The end of purging operation is not mentionned, we don’t have error mention too.

Further Troubleshooting

To increase the chances of execution, the cron literal was modified to '0 22 * * MON'. However, the purge did not run on Monday either. Logs showed no indication of execution.

Excepted log entries such as:

INFO: Task purging started  
INFO: Task purging completed

But nothing related to actual purge execution.

So here are my questions

How can we confirm that a purging operation has actually been triggered?
Is there a way to receive notifications when a purge operation fails?
How can we manually execute purge operations instead of waiting for a cron job to run after deployment?
How to restart our purge process to make it properly work?

diana · May 28, 2025, 6:39am

Hi @Gilbert

Just to clarify, by this you mean that the errored purgelog was not recorded?

The cron config is ignored if you have a text_expression as well. Can you please confirm that you are not also using text_expression?

How can we confirm that a purging operation has actually been triggered?

You should see a purgelog document with either the success or the failure. My only guess for the lack of purgelogs is that CouchDb was inaccessible at the time and the log also failed to save. You would see an error message like this immediately after Purging failed after ....

Is there a way to receive notifications when a purge operation fails?

Unfortunately there is no mechanism for this. You could enable your own log trailing or changes watching alerts for this, but the CHT does not include anything of the sort.

How can we manually execute purge operations instead of waiting for a cron job to run after deployment?

There is no way to manually execute purge.
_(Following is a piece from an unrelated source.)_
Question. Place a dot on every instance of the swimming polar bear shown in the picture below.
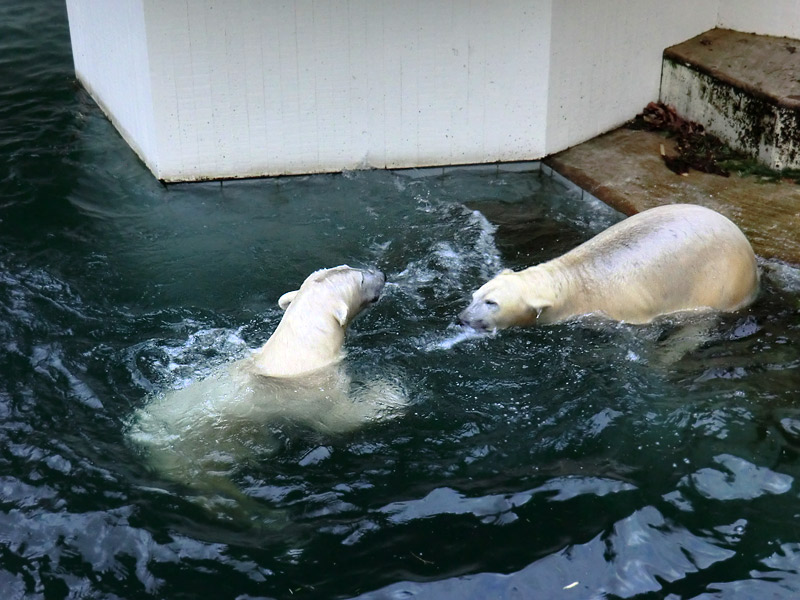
(199, 434)
(672, 258)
You can change the cron property and wait for sentinel to start purging. The scheduler runs every 5 minutes, so you can set your cron to run every minute and wait for a max of 5 minutes before purging starts.
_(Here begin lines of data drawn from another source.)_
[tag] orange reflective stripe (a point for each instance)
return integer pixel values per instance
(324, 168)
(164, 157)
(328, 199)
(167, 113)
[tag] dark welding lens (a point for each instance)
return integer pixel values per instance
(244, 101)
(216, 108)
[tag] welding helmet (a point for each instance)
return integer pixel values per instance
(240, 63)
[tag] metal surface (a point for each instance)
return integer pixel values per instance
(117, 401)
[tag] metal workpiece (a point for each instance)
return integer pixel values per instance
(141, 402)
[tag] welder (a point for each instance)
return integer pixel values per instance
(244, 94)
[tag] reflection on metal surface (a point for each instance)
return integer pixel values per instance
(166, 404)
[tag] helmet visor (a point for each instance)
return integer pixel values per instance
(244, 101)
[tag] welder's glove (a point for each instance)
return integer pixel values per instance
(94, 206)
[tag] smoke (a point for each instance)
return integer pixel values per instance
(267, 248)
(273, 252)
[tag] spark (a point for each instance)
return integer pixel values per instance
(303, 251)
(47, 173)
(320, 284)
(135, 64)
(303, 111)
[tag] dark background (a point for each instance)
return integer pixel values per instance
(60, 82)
How to restart our purge process to make it properly work?

This question I am not sure I understand. The failure was due to some networking or request failure:

Error while running purging: FetchError: request to `<server>` failed, reason: socket hang up

Restarting would require you to change the purge cron to make it run again sooner than the original time.

Gilbert · May 28, 2025, 10:19am

Thank you @diana for your responses
Here are the answers for your questions:

We are unable to find the failed purge operation from 17/05 using the query:
https(s)://<host>/medic-sentinel/_all_docs?end_key="purgelog:"&start_key="purgelog:\ufff0"&descending=true
The last recorded failed operation on the list appears to be from 05/04 of this year.

We don’t have text_expression in the purge config

The purge operation following the one that failed due to a network issue still has no recorded completion.
Additionally, the purge scheduled after the incomplete operation never started.

Once the purge starts, how will the system handle subsequent executions if the cron runs every minute? Will ongoing purges prevent new ones from starting, or will they overlap?

diana · May 28, 2025, 2:18pm

The purging script is aware that purging is already running and will not start another process.

The purge operation following the one that failed due to a network issue still has no recorded completion.
Additionally, the purge scheduled after the incomplete operation never started.

I’m suspecting that the network failure also affected saving the log - which is another database operation. If the database is not reachable, then neither purging would succeed nor the log will be saved, unfortunately.